Contexte de l'affaire
Un salarié est engagé, suivant contrat de travail du 17 avril 1979 en qualité d'inspecteur adjoint.
Il a ensuite été promu aux fonctions d'inspecteur principal.
Le 3 octobre 2014, l'employeur informe le salarié de l'attribution d'un véhicule d'entreprise pour l'exercice de ses fonctions, ce que ce dernier a refusé, considérant qu'elle emportait modification de son contrat de travail.
Le 2 juin 2016, le salarié saisit la juridiction prud'homale de demandes en paiement d'un rappel de frais kilométriques et de dommages-intérêts en réparation du préjudice subi.
Par arrêt du 19 mai 2021, la cour d'appel de Bordeaux donne raison au salarié, mais l’employeur décide de se pourvoir en cassation.

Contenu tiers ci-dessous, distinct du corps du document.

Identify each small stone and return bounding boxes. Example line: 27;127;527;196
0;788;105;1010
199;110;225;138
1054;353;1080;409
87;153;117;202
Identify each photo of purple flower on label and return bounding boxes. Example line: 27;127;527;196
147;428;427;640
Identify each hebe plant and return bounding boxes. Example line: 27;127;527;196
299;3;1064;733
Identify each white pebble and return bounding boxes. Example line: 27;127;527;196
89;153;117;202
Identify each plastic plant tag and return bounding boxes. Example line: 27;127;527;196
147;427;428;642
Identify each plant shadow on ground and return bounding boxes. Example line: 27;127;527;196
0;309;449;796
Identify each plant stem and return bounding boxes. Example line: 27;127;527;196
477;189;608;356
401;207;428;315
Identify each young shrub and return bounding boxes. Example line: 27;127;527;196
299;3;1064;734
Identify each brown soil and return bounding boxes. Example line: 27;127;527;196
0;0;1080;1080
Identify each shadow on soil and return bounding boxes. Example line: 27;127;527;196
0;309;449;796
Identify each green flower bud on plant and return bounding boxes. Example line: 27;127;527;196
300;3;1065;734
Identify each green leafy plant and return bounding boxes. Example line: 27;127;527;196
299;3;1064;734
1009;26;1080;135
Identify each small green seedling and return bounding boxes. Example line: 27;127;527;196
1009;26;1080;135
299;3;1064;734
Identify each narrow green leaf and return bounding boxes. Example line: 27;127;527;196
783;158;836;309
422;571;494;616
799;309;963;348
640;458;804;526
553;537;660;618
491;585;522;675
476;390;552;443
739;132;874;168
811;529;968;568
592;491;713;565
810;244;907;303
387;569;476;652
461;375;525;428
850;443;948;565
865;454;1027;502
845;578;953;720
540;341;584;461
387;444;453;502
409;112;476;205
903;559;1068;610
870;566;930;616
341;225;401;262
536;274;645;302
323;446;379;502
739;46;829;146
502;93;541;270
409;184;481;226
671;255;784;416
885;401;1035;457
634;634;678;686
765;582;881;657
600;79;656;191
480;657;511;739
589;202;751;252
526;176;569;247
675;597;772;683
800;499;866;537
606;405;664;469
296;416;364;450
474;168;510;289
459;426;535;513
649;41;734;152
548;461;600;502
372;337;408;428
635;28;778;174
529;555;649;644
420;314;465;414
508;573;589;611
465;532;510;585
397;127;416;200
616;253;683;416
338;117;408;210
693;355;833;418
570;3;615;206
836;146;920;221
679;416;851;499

La Cour de cassation confirme l’arrêt de la cour d’appel, confirmant à cette occasion que :
Ayant été retenu que :
- La lettre d'engagement renvoyait explicitement aux conditions générales du personnel ;
- Le salarié bénéficiait, de par son contrat de travail, d'un remboursement de ses frais de déplacement.
Ayant été constaté que :
- L’employeur avait par la suite, indiqué au salarié par courrier qu’un véhicule de l'entreprise lui serait attribué pour effectuer ses déplacements professionnels et que cette affectation impliquait qu'il n'avait plus à utiliser son véhicule personnel dans l'exercice de ses fonctions et des déplacements y afférents ;
- L’annulation et le remplacement de l'indemnité de remboursement des frais de déplacement, par la mise à disposition d’un véhicule de l’entreprise constituaient une modification du contrat de travail dépassant le simple pouvoir de direction de l'employeur.
Extrait de l’arrêt :
Réponse de la Cour
5. La cour d'appel, appréciant souverainement les éléments de fait et de preuve qui lui étaient soumis, a, d'abord, constaté que la lettre d'engagement du salarié du 19 avril 1979 prévoyait le recrutement du salarié en qualité d'inspecteur-adjoint « aux mêmes conditions générales que notre personnel et aux conditions particulières suivantes : inspecteur-adjoint premier échelon au service électrique avec comme lieu de travail (…) ».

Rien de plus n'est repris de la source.